Jurisprudence3De beaux arrêts cette semaine :

  • assistance éducative
  • autorité parentale
  • divorce
  • filiation
  • indivision
  • mariage

  • Assistance éducative

Appréciation de la minorité par la cour d’appel (Civ. 1re, 16 nov. 2022, n° 20-20.853, 802 F-D) – Selon  l’article 561 du code de procédure civile, l’appel remet la chose jugée en question devant la juridiction d’appel pour qu’il soit à nouveau statué en fait et en droit.

Pour placer un jeune à l’aide sociale à l’enfance jusqu’à sa majorité, une cour d’appel retient qu’il ne peut être opposé à celui-ci qu’il a atteint l’âge de la majorité dès lors qu’il soutient qu’il était mineur à la date du jugement. En statuant ainsi, alors qu’il lui incombait de se placer au moment où elle statuait pour apprécier les faits, la cour d’appel, qui a méconnu l’étendue de ses pouvoirs, a violé l’article 561 du code de procédure civile.

NB – V. égal. arrêt du même jour, n° 20-21.916 (803 F-D).

  • Autorité parentale

Exacerbation du conflit parental par la mère : l’exercice de l’autorité parentale est confié au père (Civ. 1re, 16 nov. 2022, n° 21-15.002, 798 F-D) – Ayant établi une escalade dans le conflit parental, alimenté par la mère, au détriment de l’enfant une cour d’appel, qui a visé dans les motifs de son arrêt les pièces sur lesquelles elle fondait sa conviction, a fait ressortir l’existence de motifs graves tenant à l’intérêt de l’enfant et justifiant que l’exercice de l’autorité parentale soit confié au père.

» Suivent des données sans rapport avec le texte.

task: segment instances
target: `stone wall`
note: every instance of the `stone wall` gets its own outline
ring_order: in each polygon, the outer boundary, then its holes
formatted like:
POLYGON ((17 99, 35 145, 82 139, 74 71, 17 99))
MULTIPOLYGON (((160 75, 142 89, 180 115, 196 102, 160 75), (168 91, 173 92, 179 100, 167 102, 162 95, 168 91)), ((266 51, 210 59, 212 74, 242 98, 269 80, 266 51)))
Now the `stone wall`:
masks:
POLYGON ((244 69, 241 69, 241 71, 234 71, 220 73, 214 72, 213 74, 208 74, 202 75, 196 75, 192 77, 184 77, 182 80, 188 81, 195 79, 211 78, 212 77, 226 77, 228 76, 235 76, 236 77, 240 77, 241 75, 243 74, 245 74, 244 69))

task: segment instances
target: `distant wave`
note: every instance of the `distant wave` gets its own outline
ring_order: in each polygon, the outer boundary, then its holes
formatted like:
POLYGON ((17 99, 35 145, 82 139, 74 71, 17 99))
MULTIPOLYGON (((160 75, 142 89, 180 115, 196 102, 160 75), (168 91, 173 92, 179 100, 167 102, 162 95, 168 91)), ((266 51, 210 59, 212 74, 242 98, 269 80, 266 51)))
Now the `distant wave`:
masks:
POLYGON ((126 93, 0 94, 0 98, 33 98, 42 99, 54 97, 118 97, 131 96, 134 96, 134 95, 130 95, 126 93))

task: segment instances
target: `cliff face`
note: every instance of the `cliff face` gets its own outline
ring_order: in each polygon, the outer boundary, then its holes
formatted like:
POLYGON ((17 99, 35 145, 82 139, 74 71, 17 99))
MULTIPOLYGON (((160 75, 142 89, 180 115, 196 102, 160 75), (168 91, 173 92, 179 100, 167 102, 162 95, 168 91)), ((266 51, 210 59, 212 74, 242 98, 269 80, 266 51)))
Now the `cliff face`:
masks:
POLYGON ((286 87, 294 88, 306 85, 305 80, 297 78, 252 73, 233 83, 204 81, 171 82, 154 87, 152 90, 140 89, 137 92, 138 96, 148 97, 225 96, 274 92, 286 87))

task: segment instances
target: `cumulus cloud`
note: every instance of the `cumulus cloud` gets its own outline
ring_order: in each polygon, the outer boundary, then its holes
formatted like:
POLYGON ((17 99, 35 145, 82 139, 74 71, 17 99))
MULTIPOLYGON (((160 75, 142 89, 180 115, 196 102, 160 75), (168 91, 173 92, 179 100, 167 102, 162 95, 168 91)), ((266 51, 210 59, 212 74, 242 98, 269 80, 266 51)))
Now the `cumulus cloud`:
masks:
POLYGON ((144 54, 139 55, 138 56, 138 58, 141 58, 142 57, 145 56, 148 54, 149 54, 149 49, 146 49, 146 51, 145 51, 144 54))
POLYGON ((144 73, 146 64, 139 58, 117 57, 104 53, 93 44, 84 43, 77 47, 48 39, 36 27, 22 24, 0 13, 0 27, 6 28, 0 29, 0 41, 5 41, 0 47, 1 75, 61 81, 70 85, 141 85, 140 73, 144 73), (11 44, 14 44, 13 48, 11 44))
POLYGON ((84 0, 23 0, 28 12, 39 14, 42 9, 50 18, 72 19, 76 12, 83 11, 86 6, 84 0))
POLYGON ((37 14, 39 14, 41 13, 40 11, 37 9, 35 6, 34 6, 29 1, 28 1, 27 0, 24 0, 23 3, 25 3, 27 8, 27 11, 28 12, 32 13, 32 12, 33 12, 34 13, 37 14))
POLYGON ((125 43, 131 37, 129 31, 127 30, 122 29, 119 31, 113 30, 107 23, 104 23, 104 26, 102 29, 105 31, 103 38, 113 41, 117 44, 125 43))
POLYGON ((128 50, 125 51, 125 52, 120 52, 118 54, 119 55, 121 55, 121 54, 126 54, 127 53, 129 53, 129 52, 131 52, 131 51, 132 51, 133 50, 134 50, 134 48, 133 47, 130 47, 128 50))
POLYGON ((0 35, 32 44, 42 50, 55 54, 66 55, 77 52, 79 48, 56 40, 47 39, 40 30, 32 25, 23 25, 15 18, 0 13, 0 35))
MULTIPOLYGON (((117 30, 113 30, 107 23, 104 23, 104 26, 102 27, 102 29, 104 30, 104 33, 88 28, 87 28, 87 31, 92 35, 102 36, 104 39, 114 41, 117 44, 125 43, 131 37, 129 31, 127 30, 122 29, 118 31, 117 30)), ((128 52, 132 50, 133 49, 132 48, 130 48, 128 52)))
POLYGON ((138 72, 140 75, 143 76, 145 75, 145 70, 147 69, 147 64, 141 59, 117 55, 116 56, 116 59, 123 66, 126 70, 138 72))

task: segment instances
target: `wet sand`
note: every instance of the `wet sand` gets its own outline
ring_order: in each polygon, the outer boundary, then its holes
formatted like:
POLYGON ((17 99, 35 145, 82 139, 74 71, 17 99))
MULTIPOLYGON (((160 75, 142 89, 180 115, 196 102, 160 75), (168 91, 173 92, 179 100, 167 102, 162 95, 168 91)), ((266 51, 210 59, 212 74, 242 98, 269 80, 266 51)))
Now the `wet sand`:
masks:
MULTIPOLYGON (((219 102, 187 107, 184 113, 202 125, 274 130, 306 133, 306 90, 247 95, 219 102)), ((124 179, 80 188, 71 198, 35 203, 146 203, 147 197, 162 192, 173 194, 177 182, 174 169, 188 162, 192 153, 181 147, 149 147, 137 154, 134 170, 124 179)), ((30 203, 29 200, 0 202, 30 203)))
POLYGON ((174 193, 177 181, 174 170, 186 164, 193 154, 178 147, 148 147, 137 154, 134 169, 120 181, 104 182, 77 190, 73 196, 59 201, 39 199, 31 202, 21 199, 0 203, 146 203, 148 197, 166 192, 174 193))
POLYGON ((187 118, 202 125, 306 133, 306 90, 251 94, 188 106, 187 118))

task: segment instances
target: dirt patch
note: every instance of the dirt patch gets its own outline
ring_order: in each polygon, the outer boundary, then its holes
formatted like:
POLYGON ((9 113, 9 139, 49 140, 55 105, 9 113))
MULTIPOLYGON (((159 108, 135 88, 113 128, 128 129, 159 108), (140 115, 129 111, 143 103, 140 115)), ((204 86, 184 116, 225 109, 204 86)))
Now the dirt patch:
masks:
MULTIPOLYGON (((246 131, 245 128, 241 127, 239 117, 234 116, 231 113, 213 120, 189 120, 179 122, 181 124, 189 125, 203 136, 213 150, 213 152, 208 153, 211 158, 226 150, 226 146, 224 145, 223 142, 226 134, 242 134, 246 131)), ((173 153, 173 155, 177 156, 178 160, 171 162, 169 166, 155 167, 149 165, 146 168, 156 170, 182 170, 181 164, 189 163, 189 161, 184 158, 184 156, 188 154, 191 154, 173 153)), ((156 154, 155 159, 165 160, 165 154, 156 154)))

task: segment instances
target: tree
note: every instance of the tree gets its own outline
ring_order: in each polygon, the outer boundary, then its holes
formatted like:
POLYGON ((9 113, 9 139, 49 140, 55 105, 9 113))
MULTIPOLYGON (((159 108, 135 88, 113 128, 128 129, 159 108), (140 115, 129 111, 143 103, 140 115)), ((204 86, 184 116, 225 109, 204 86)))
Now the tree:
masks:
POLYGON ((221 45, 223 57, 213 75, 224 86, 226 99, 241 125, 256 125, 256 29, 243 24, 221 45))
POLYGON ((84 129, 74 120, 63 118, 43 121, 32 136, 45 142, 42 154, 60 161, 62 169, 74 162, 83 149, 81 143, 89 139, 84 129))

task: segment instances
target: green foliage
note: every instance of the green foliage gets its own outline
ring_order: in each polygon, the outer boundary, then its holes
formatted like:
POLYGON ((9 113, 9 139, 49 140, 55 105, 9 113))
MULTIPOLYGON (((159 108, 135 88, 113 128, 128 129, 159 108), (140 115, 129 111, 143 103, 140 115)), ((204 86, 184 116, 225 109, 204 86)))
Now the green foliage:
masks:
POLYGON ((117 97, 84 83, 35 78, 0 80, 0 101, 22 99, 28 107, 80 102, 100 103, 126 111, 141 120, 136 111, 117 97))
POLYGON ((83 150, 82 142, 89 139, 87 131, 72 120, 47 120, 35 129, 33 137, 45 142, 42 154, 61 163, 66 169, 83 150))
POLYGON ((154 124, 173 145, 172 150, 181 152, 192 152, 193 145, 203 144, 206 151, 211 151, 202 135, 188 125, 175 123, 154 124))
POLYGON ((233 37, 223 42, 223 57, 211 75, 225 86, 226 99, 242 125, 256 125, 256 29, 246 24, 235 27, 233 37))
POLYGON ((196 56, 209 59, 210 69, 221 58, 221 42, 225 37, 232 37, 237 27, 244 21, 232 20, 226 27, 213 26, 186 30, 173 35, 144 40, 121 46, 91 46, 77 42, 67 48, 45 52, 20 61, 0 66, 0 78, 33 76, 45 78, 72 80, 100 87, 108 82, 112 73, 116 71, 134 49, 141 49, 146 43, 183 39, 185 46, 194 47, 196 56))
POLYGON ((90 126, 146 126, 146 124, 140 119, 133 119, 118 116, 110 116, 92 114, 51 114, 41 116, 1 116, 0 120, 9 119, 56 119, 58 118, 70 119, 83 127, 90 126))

En l’occurrence, après avoir relevé que le conflit parental sur la résidence de l’enfant avait été exacerbé par la décision de la mère, résultant d’un choix strictement personnel, de partir s’installer en Allemagne, la cour d’appel a constaté que, depuis le jugement fixant cette résidence chez le père, les deux parents exerçant en commun l’autorité parentale, la mère avait multiplié les procédures judiciaires et les démarches non concertées à propos de la scolarisation de l’enfant. Elle a souverainement estimé que ces demandes incessantes avaient créé pour l’enfant un état d’insécurité permanente ayant conduit la mère à la désigner comme « l’enfant de la guerre », sans mesurer la responsabilité qui était la sienne dans cette situation et le conflit de loyauté ainsi généré chez l’enfant. Elle a relevé que la mère avait, à plusieurs reprises, retardé unilatéralement le retour de l’enfant auprès de son père, qu’elle n’avait eu de cesse de dénigrer, n’hésitant pas à alerter sans raison sérieuse les forces de l’ordre et le procureur de la République, et que les difficultés apparues avaient entraîné une défiance constante du père quant au respect par la mère des décisions de justice et des engagements passés entre eux.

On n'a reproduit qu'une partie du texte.